Tradisi tahun baru Masehi telah menjadi sekuler dan dijadikan hari libur di hampir semua negara. Di negeri Garuda Pancasila misalnya, perayaan dilakukan pada malam tahun baru dimana orang berpestaria di Silang Lapangan Monas, jantung kota Jakarta. Pada saat lonceng tengah malam berbunyi, sirine ditiup, kembang api diledakkan dan orang-orang meneriakkan Happy New Year atau Selamat Tahun Baru lalu menyanyikan Aud Lang Syne. Di Surabaya, orang-orang sekedar ngeriung tanpa hiasan apapun di lapangan luas sekitar Tugu Pahlawan atau Tanjung Perak.
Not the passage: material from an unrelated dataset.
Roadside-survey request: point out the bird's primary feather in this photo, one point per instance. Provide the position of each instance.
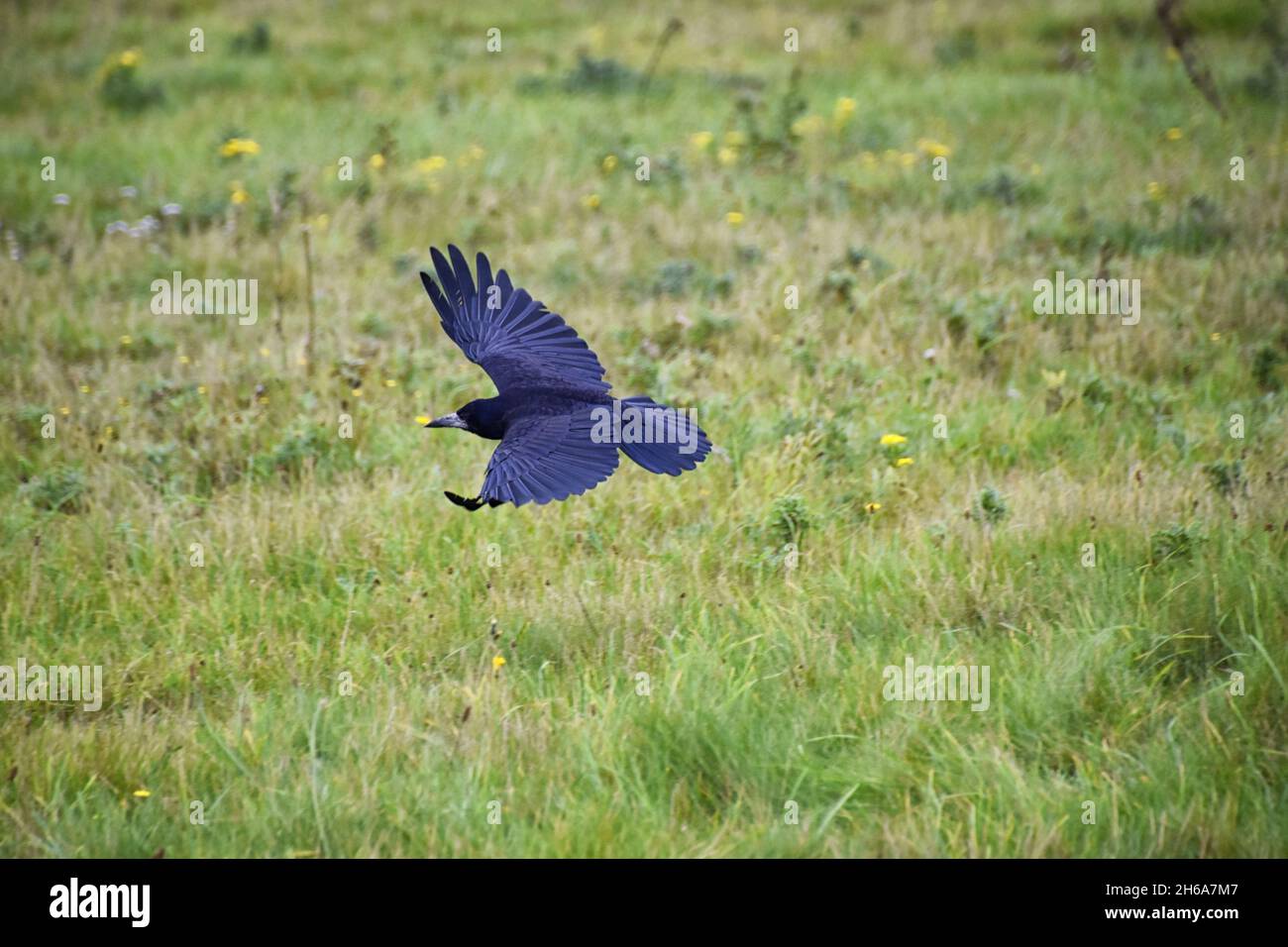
(549, 390)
Aneh bin ajaib, telah terjadi kesalahpahaman secara kolektif alias berjamaah, yang akhirnya menimbulkan kegiatan tradisi yang dalam batas-batas tertentu salah kaprah. Ini semua tidak lepas dari keengganan kita untuk menengok sejarah dan terjebak pada tradisi yang hedonistis. Bahkan tiga hari besar tersebut kadang bisa dipertentangkan sedemikian rupa sehingga seolah-olah dapat menyeret manusia ke pinggiran api neraka kelak.
Sesuatu yang tidak boleh dilupakan adalah bahwa kalender apapun namanya adalah sebuah produk budaya manusia yang permulaanya dikaitkan dengan kejadian tertentu yang tujuan utamanya agar mempermudah menghitung hari, menentukan tanggal dan hari-hari besar. Bahkan, kalau ditelaah lebih dalam lagi maka tahun baru ketiga kalender yang kita lalui dalam bulan kemarin merupakan produk yang tidak lepas dari sentuhan-sentuhan religi yang bersifat universal.
Sesuai dengan namanya, maka kalender Hijriyah misalnya disandarkan pada hijrahnya Muhammad ke Madinah yakni tahun 622 M. Nabi sendiri tidak pernah mengikrarkan tahun kepergiannya dari Makkah sebagai awal tahun Islam. Tentunya sang Nabi tidak punya sifat narsis sehigga menghendaki kejadian penting dirinya dalam penyebaran agama diingat semua manusia. Ia pastilah lebih mengedepankan makna daripada simbol.
Setelah wafatnya Nabi Muhammad, baru diusulkan kapan dimulainya Tahun 1 Kalender Islam. Ada yang mengusulkan adalah tahun kelahiran Muhammad sebagai awal patokan penanggalan Islam. Ada yang mengusulkan pula awalnya adalah tahun wafatnya Nabi Muhammad.
Akhirnya, pada tahun 638M (17 H), khalifah Umar bin Khatab menetapkan awal patokan penanggalan Islam adalah tahun dimana hijrahnya Nabi Muhammad dari Mekkah ke Madinah. Penentuan awal patokan ini dilakukan setelah menghilangkan seluruh bulan-bulan tambahan (interkalasi) dalam periode 9 tahun. Tanggal 1 Muharam Tahun 1 Hijriah bertepatan dengan tanggal 16 Juli 622, dan tanggal ini bukan berarti tanggal hijrahnya Nabi Muhammad. Peristiwa hijrahnya Nabi Muhammad terjadi bulan September 622M.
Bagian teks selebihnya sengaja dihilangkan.